As the wood dries, it loses moisture, shrinks, and separates from the bark because the bark does not shrink, no matter what kind of wood it is. Depending upon the type of wood, how much sap and moisture was in the wood when it was cut, and what time of year the tree was cut, the log may check and crack while drying. Each log is different.
When I want to have a perfect birch log slice, say about 6” diameter, I will only let it “dry” for a few weeks, if that. It works out best for me to cut them green (wet), and then soak them in Pentacryl. Pentacryl is a non-toxic solution produced by Preservation Solutions that replaces the water in the wood, and helps keep the wood cells from shrinking. I have been using it for years, and it works particularly well on birch. It may slightly discolor the bark, but not really noticeable. It also has a slight odor, but that dissipates quickly after dried. They also have a “Wood Juice” product made for dry wood. Go to their website and read more about it. preservation-solutions.com/wood-treatment-products
After the slices have been thoroughly coated or soaked with Pentacryl, then allow the wood to dry. Drying time will depend on the thickness of the slice. Keep the slices separated. Use an old grate or oven rack or something to stand them up so they don’t touch while drying. You can use a fan to speed it up. After the Pentacryl has dried, you can coat them with a varnish or anything you like.

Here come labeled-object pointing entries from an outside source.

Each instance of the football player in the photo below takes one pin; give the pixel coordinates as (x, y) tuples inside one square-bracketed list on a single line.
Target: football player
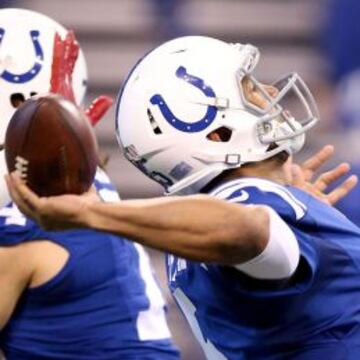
[(77, 294), (261, 269)]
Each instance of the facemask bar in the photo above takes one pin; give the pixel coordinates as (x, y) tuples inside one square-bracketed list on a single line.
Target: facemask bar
[(275, 114)]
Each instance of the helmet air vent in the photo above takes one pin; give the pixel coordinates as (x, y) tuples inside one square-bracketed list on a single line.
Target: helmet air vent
[(154, 125)]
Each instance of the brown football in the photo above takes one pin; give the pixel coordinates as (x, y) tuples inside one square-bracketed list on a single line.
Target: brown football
[(52, 146)]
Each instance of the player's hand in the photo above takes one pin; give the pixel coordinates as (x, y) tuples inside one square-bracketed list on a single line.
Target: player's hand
[(65, 55), (302, 177), (52, 213)]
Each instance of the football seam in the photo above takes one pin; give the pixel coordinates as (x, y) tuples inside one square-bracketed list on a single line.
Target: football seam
[(68, 126)]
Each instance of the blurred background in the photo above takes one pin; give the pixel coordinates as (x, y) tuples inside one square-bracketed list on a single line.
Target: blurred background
[(318, 39)]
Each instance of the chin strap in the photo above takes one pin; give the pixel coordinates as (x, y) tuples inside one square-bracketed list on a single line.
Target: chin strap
[(65, 55)]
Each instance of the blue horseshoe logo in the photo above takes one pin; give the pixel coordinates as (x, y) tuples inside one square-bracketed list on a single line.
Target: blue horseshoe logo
[(29, 75), (181, 125)]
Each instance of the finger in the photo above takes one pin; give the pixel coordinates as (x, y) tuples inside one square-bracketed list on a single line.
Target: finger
[(16, 197), (297, 177), (316, 161), (27, 200), (331, 176), (342, 190)]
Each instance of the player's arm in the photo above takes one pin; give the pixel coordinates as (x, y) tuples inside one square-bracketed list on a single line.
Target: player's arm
[(15, 274), (201, 228), (196, 227)]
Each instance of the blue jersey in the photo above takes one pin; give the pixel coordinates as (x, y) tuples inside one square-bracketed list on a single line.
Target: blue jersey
[(313, 315), (103, 304)]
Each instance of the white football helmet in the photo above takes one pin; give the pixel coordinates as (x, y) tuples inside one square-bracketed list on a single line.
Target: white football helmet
[(26, 51), (191, 86)]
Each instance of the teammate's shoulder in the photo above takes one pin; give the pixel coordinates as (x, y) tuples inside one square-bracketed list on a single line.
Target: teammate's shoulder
[(258, 191), (15, 227)]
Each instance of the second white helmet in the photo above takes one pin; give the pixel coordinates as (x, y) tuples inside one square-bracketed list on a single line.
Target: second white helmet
[(186, 89), (26, 54)]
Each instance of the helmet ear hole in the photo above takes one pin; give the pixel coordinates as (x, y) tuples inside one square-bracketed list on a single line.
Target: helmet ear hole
[(17, 99), (221, 134)]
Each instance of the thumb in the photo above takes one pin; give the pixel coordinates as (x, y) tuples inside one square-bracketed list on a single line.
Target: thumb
[(297, 176)]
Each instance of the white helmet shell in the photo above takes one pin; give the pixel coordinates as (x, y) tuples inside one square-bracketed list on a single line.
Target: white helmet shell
[(189, 87), (26, 51)]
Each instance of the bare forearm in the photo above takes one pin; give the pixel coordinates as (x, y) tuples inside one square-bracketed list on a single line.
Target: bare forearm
[(198, 228)]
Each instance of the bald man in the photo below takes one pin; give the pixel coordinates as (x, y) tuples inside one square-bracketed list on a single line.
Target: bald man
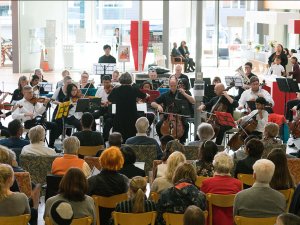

If you don’t want to use Pentacryl, and coat them with a varnish instead, any oil based varnish would work, but coat both sides of the slice. If you only coat one side, humidity is drawn in from the other side if not sealed and may warp the slice if it is thin. Indoor applications can be coated with a water-based varnish, but the wood must be dry or the moisture in the wood might turn the coating white, or cloudy.
Or just go the easy route. Let the slices do what they do, crack, or whatever, like a pile of firewood, glue to your wall, tack or nail if necessary, and varnish the whole wall later. This looks great on walls next to an electric fireplace to make it look more real.